Três problemas mostram que as coisas podem seguir rumos diferentes em relação aos desejados pelo novo governo. De fato, nada impede que os lucros adicionados pela redução dos tributos se destinem a investimentos fora dos EUA. O capital não é fiel à bandeira nacional, mas à melhor resposta para a pergunta “quanto quero ganhar com isso?”.
O segundo diz respeito a como compensar a queda da arrecadação em função da diminuição dos tributos devidos. No caso dos EUA, esta questão é bem mais complexa do que muitos pensam, à medida que os elevados déficits nas contas públicas aumentam o endividamento do Estado que, ao alcançar o aumento máximo definido pela lei, obriga o governo a suspender imediatamente as suas atividades.
No exercício de 2023, encerrado em março de 2024, o governo federal dos EUA gastou cerca de 6 trilhões e 200 bilhões de dólares. A necessidade de cobrir a baixa arrecadação com dinheiro emprestado elevou suas dívidas a 36 trilhões de dólares.[20] A proximidade do patamar em que todas as atividades deveriam ser paralisadas fez soar o alarme na segunda metade de dezembro do ano passado, quando o Congresso dos EUA votou para estender o financiamento do governo até 14 de março de 2025, mas não para elevar a porcentagem da nova dívida que o governo Trump pode fazer.[21]

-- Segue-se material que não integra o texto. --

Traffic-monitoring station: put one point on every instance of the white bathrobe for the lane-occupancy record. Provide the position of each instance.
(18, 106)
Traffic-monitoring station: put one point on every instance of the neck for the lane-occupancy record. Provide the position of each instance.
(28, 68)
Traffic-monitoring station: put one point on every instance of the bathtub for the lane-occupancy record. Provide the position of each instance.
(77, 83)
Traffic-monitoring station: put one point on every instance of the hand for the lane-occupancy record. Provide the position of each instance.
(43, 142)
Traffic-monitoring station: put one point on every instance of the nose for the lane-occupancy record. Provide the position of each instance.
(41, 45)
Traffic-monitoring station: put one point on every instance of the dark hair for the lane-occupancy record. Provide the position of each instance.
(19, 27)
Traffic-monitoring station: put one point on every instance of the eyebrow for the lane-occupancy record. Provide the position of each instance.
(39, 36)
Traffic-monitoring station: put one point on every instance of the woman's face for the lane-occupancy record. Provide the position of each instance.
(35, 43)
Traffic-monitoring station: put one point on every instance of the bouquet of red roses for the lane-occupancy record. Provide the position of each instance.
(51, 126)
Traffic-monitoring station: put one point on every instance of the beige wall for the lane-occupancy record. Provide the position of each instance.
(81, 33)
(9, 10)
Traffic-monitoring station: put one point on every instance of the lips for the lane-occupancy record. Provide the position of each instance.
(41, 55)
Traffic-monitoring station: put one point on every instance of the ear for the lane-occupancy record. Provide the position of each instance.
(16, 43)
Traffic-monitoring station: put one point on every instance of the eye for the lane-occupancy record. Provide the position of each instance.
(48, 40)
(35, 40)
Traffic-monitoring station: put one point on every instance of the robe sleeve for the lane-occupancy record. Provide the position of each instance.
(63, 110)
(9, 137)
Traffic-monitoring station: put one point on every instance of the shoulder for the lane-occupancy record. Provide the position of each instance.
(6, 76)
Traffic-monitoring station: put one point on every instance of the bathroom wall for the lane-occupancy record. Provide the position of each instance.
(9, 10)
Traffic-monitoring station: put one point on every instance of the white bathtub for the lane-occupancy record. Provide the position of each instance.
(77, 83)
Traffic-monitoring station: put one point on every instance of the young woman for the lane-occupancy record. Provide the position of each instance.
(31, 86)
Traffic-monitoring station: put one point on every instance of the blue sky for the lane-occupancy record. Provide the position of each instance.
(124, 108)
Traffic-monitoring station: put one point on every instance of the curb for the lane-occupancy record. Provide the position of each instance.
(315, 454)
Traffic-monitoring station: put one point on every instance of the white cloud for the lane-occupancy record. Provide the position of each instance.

Nada impede que um novo projeto de lei venha a ser elaborado nos próximos meses, mas os próprios senadores republicanos reconhecem que, no orçamento para o próximo período, o governo deve apresentar cortes consideráveis em setores como a parte do seguro de saúde administrada pelo Estado, os benefícios dos veteranos de guerra, as pensões do setor público e a ajuda alimentar aos pobres. Ou seja, para viabilizar os planos que dariam a Trump o prestígio que almeja, setores importantes da população conhecerão o fim de parte substancial da ajuda governamental com a qual ainda podiam contar. Resta saber até que ponto reduzir os gastos públicos com a saúde, com as contribuições para os veteranos de guerra e com a ajuda para comprar comida em função da queda na arrecadação pelo corte dos tributos empresariais vai gerar o mesmo índice de aprovação conseguido nas urnas.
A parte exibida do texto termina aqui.